Seed Extension Control

DRAGEN seed extension is dynamic, and applied as needed for particular K-mers that map to too many reference locations.  Seeds are incrementally extended in steps of 2–14 bases (always even) from a primary seed length to a fully extended length. The bases are appended symmetrically in each extension step, which determines the next extension increment if any.

There is a potentially complex seed extension tree associated with each high frequency primary seed. Each full tree is generated during hash table construction and a path from the root is traced by iterative extension steps during seed mapping. The hash table builder employs a dynamic programming algorithm to search the space of all possible seed extension trees for an optimal one, by using a cost function that balances mapping accuracy and speed. The following options define that cost function:

--ht-target-seed-freq—Target Hit Frequency

The --ht-target-seed-freq option defines the ideal number of hits per seed for which seed extension should aim. Higher values lead to fewer and shorter final seed extensions because shorter seeds tend to match more reference positions.

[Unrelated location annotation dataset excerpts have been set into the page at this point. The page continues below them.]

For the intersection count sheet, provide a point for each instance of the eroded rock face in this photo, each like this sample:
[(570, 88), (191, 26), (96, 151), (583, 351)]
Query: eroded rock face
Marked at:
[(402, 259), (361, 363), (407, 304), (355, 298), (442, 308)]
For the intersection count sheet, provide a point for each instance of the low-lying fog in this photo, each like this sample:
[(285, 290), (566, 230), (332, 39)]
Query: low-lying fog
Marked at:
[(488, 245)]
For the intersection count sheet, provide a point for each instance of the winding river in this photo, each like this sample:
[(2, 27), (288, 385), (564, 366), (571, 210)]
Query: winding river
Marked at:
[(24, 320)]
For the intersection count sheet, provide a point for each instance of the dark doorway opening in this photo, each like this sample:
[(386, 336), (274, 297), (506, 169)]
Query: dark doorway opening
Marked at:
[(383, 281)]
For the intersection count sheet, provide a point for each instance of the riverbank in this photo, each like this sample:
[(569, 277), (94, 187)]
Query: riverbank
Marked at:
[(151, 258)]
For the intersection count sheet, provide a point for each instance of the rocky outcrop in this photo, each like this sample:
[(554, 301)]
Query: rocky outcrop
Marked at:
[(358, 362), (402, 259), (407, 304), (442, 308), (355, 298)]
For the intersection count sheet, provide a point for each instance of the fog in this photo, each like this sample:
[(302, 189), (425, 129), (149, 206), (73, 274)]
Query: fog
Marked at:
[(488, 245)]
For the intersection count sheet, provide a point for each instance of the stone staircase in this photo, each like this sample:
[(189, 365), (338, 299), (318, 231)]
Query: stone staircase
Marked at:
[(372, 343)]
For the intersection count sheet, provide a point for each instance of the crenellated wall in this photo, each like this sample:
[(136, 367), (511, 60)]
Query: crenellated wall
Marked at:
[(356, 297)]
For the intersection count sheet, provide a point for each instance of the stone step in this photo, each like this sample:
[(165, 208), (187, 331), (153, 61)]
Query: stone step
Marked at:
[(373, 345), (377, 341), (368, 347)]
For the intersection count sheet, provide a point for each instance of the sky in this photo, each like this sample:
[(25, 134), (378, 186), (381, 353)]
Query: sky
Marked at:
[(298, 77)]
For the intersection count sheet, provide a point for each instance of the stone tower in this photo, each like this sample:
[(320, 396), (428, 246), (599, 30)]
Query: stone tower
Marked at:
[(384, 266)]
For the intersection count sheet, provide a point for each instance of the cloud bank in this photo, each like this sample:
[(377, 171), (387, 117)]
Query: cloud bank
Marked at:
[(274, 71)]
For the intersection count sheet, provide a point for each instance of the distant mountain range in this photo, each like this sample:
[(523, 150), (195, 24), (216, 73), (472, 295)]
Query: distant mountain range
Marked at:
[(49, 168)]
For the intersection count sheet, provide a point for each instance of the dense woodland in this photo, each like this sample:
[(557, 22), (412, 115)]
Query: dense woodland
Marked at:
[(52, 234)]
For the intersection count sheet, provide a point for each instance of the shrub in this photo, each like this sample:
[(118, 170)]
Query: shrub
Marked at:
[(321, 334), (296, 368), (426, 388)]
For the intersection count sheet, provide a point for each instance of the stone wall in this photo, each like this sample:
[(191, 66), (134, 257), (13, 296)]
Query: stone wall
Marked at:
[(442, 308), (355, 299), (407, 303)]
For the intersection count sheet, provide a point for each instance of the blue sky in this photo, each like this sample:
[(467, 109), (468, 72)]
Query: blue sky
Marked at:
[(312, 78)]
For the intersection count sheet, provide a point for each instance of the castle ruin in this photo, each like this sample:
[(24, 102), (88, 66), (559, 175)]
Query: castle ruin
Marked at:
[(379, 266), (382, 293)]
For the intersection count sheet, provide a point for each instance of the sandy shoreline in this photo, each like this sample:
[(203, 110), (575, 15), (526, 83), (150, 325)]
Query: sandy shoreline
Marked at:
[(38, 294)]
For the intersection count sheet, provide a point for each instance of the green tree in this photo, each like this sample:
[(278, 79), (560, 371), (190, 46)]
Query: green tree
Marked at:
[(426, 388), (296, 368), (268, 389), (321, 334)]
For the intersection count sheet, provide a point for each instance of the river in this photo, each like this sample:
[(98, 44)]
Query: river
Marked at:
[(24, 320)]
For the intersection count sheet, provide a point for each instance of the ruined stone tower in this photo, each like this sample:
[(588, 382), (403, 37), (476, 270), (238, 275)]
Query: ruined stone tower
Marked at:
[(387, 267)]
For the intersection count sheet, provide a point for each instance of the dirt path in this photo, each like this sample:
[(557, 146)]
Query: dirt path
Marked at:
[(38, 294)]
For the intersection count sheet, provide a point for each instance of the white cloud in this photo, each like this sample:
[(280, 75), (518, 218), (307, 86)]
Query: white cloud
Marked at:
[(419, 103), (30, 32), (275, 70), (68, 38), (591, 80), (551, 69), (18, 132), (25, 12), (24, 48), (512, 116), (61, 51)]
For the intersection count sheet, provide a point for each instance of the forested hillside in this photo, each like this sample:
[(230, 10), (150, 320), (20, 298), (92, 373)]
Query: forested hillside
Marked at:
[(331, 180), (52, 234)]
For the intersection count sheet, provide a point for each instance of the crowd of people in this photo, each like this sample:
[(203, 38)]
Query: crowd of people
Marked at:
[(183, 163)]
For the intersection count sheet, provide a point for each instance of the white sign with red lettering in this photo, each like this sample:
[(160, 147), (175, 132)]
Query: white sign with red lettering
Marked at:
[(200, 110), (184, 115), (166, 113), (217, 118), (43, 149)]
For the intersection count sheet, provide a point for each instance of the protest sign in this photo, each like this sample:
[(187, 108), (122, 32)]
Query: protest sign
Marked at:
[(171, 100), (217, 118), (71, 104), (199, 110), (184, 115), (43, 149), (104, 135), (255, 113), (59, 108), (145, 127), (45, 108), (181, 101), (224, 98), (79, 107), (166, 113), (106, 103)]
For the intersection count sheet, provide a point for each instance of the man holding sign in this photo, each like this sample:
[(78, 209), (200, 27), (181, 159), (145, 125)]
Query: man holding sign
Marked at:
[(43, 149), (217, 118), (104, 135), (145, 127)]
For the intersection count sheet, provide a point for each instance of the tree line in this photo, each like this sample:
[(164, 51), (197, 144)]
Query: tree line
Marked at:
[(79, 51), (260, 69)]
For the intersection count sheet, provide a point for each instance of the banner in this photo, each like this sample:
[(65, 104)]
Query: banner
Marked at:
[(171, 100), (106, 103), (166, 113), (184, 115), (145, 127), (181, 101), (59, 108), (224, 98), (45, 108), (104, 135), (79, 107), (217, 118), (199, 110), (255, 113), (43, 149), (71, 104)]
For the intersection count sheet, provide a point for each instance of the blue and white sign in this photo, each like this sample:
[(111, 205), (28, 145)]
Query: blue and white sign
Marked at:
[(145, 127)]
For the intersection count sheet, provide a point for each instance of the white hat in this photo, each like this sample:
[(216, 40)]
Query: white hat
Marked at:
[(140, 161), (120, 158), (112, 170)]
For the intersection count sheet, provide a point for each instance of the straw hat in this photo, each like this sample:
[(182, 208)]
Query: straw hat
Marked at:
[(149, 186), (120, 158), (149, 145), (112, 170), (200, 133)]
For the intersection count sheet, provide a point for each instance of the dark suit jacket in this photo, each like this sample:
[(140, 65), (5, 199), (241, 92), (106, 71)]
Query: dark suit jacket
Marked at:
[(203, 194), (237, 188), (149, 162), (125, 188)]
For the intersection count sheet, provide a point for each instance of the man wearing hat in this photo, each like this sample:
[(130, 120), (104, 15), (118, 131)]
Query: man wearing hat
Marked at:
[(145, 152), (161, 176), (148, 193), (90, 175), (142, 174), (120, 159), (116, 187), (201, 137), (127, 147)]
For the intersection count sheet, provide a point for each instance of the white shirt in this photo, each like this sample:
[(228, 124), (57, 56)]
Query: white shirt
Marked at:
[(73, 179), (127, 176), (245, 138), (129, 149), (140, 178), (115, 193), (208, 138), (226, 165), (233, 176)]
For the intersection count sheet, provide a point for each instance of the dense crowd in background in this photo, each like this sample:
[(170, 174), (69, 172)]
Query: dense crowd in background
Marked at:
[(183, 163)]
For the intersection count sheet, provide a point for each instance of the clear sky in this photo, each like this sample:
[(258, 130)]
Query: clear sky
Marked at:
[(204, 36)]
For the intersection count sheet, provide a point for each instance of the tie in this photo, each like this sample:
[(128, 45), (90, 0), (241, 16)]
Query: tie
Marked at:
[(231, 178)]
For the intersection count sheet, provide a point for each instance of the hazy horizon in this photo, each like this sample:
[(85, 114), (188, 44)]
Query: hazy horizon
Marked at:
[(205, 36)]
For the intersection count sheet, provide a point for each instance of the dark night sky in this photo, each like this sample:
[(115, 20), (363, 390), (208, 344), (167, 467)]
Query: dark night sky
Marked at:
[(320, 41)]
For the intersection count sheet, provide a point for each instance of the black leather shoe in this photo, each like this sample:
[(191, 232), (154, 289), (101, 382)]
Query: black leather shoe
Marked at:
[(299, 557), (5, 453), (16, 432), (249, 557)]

--ht-cost-coeff-seed-len—Cost Coefficient for Seed Length

The --ht-cost-coeff-seed-len option assigns the cost component for each base by which a seed is extended. Additional bases are considered a cost because longer seeds risk overlapping variants or sequencing errors and losing their correct mappings. Higher values lead to shorter final seed extensions.

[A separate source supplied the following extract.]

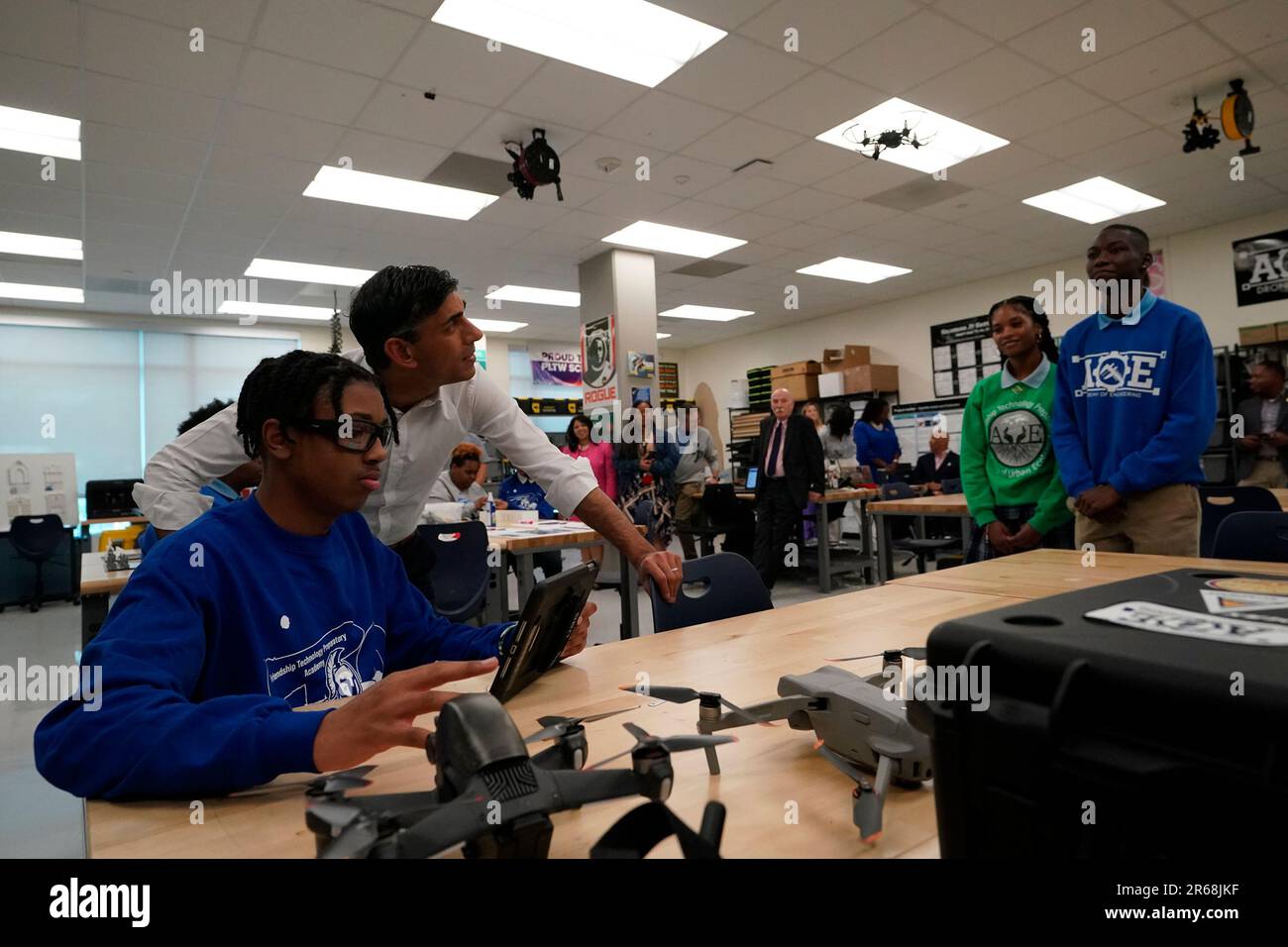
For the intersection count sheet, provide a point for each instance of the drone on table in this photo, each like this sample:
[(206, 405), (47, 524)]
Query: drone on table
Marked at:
[(885, 140), (490, 793), (861, 729)]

--ht-cost-coeff-seed-freq—Cost Coefficient for Hit Frequency

The --ht-cost-coeff-seed-freq option assigns the cost component for the difference between the target hit frequency and the number of hits populated for a single seed. Higher values result primarily in high-frequency seeds being extended further to bring their frequencies down toward the target.

--ht-cost-penalty—Cost Penalty for Seed Extension

The --ht-cost-penalty option assigns a flat cost for extending beyond the primary seed length. A higher value results in fewer seeds being extended at all. The default value is 0.

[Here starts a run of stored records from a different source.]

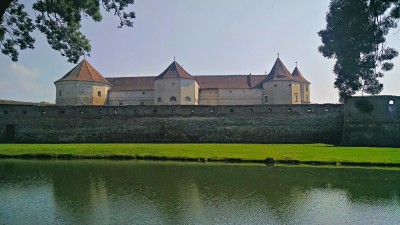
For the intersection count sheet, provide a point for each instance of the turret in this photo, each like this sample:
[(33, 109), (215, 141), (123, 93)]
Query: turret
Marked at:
[(83, 85)]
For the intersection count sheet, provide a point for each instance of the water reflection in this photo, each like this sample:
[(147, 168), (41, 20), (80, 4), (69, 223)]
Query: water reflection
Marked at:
[(131, 192)]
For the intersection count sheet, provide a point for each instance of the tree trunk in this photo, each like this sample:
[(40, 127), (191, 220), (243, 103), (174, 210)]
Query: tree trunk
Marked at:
[(4, 4)]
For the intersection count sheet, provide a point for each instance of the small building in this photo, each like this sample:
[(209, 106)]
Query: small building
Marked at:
[(84, 85)]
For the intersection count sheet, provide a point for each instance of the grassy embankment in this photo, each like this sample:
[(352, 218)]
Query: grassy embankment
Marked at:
[(284, 153)]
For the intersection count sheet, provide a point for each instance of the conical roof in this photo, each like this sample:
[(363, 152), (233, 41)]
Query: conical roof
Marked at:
[(84, 72), (279, 72), (298, 76), (174, 70)]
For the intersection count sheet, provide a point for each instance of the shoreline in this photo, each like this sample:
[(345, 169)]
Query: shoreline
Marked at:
[(267, 161)]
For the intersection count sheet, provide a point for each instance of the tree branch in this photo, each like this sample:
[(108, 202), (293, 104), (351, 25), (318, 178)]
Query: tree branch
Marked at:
[(4, 4)]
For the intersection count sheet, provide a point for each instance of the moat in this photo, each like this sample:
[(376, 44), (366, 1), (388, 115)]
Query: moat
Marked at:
[(142, 192)]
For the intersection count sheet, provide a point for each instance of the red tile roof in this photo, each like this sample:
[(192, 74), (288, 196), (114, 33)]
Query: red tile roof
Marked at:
[(131, 83), (298, 76), (279, 72), (205, 82), (84, 72), (174, 70), (229, 81)]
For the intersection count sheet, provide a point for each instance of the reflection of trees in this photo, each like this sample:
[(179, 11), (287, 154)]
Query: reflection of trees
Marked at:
[(96, 192)]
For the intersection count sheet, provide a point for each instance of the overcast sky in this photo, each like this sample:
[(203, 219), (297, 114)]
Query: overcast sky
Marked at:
[(207, 37)]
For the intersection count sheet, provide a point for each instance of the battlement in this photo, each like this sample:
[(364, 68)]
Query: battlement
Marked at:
[(372, 121)]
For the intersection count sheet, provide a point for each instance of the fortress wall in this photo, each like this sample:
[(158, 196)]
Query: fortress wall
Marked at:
[(236, 124), (372, 121)]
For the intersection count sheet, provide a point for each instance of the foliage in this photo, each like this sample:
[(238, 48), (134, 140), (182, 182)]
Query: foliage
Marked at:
[(301, 152), (355, 37), (59, 20)]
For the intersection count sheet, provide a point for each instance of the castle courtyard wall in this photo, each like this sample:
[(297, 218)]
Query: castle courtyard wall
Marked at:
[(178, 124), (361, 121)]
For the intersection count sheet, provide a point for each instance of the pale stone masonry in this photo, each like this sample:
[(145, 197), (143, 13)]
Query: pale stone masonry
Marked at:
[(84, 85)]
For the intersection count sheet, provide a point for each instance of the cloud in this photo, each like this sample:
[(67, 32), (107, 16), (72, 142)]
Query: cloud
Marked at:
[(24, 73), (19, 82)]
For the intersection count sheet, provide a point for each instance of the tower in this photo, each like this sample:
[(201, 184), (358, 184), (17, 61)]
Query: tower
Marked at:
[(83, 85)]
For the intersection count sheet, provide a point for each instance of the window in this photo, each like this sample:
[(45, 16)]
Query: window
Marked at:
[(265, 98)]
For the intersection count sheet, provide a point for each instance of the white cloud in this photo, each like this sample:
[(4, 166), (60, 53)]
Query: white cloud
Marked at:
[(19, 82), (24, 73)]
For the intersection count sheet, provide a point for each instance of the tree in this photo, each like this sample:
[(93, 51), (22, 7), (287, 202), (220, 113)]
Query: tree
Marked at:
[(59, 20), (355, 36)]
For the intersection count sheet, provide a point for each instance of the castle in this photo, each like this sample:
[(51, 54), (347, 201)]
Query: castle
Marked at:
[(84, 85)]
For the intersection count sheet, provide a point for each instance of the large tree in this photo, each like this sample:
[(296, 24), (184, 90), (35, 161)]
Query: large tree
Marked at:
[(355, 36), (59, 20)]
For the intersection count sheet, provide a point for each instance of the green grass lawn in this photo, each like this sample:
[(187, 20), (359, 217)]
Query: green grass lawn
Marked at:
[(301, 152)]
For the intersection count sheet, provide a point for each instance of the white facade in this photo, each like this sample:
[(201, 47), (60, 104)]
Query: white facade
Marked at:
[(177, 87)]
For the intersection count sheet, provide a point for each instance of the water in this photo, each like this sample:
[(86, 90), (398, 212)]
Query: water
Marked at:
[(140, 192)]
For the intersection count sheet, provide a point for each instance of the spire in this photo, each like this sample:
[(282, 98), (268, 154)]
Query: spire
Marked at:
[(298, 76), (84, 72), (174, 70), (279, 72)]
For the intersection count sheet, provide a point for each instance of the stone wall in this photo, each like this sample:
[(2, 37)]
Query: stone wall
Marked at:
[(196, 124), (372, 121)]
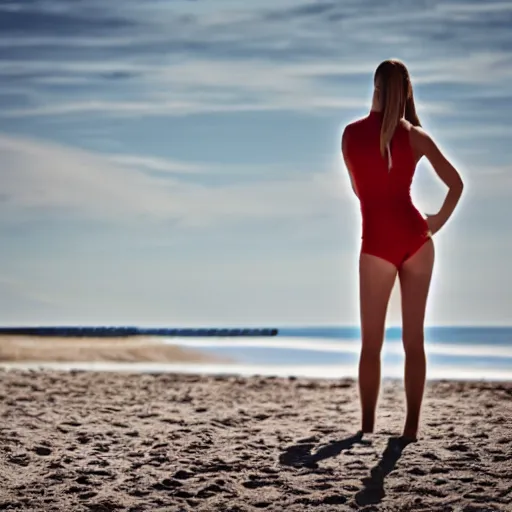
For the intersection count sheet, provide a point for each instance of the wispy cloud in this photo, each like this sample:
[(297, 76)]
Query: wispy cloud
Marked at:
[(190, 59), (47, 178)]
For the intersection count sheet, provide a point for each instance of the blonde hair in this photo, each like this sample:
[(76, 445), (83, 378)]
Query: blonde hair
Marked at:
[(396, 99)]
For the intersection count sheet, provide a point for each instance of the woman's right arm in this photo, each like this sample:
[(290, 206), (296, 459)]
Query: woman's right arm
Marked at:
[(344, 152), (445, 170)]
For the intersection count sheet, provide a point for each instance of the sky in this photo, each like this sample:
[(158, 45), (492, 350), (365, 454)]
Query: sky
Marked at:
[(178, 162)]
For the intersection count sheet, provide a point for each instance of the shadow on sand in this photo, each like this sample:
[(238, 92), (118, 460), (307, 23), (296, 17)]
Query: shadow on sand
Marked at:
[(299, 455), (373, 490)]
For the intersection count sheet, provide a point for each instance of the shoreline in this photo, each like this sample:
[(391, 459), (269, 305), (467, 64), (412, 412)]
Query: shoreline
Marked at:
[(223, 369)]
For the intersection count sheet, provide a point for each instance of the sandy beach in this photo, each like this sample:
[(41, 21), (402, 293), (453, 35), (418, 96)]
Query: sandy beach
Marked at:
[(14, 348), (90, 441)]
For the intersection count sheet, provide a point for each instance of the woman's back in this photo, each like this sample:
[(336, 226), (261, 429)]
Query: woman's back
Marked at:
[(379, 178)]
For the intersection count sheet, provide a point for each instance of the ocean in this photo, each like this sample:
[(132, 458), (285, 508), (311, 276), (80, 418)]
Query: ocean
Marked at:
[(452, 352), (332, 352)]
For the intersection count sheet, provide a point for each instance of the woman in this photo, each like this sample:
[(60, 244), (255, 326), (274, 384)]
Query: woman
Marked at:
[(381, 152)]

--ht-cost-penalty-incr—Cost Increment for Extension Step

The --ht-cost-penalty-incr option assigns a recurring cost for each incremental seed extension step taken from primary to final extended seed length. More steps are considered a higher cost because extending in many small steps requires more hash table space for intermediate EXTEND records, which takes substantially more run time to execute the extensions. A higher value results in seed extension trees with fewer nodes that reach from the root primary seed length to leaf extended seed lengths in fewer, larger steps.